Because the eyes move very fast during saccades, you need a high sampling rate to accurately measure them. The higher the sampling rate of your eye tracker is, the more data points you can obtain during a saccade, thus the more accurate your measurement is. Because the EyeTribe has a low sampling rate (only 60 Hz: 60 data points per second), it was expected to perform quite badly. (Keep in mind that the EyeLink records at 1000 Hz: 1000 data points per second!)
This is exactly what you see in the graphs. The upper row are saccade trajectories. They are recorded very nicely by the EyeLink (blue lines), but not so much by the EyeTribe (red lines). The sharp lines indicate that there are simply too few samples in each saccade to accurately describe its trajectory. The same is true for the velocity profiles (bottom row). The EyeLink describes these very nicely: the eye picks up speed at the start of the saccade, and then slows down again from around a third of the saccade’s duration until the end. Again, the EyeTribe fails to accurately test this. Curiously, if you would average all lines for each velocity plot, they would end up being relatively similar. So, in theory, if you measure A LOT of velocity profiles with an EyeTribe, their average would somewhat approach the average you get with a few EyeLink velocity profiles. (Don’t think of doing saccadometry with the EyeTribe, though, the data will never be good enough.)
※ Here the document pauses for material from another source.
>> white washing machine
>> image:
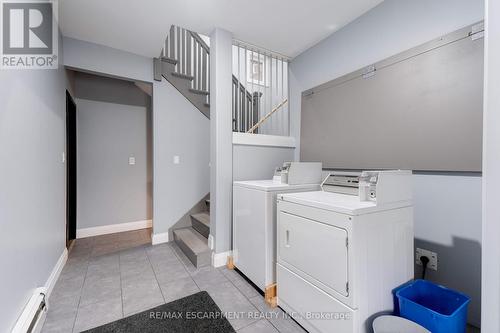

The EyeTribe’s accuracy and precision are good enough to do proper fixation analyses with, provided you test in a perfect setup without interfering light and with a chin rest. The fixation patterns produced by the EyeTribe in an Area-Of-Interest analyses match the patterns you would expect based on recordings with an EyeLink 1000. The pupillary light response as measured with an EyeTribe closely matches the EyeLink 1000 recording, although there does seem to be a bit of a lag in the EyeTribe compared to the EyeLink data. Saccade trajectories and velocity profiles look absolutely awful when tested with an EyeTribe, due to its low sampling rate.
If are unable or unwilling to invest in an expensive piece of equipment, the EyeTribe might be for you. You would likely be able to use it in studies of fixation patterns, or simply to check if participants fixated in a study that requires them to look at a (central) point while covertly attending to peripheral stimuli. You might also be able to use it in studies of pupil size effects.
Do not use the EyeTribe if you want to investigate the properties of saccades, even if it’s their latencies (these are often used as an index of reaction time). The low (60 Hz) sampling rate is simply not enough to capture enough data points within a saccade, and it will introduce a large measurement error in saccadic latencies (so large that it will completely obscure any potential effects).
All of the results mentioned here are from a pre-print of a paper that I submitted to a peer-reviewed journal. The pre-print can be found on PeerJ PrePrints. Keep in mind, though, that it has not completely gone through the process of peer review yet!
To be honest, I kind of dropped the ball on this one after a stupendously long review #2, with LOTS of irrelevant details. I did not have the time to reply and respond, so the manuscript is currently collecting dust in my TODO pile… If you read this and have an EyeTribe and some time, you are very welcome to run a comparison study (the scripts are on my GitHub page) between the EyeTribe and some other device. I would welcome any co-authors on the study!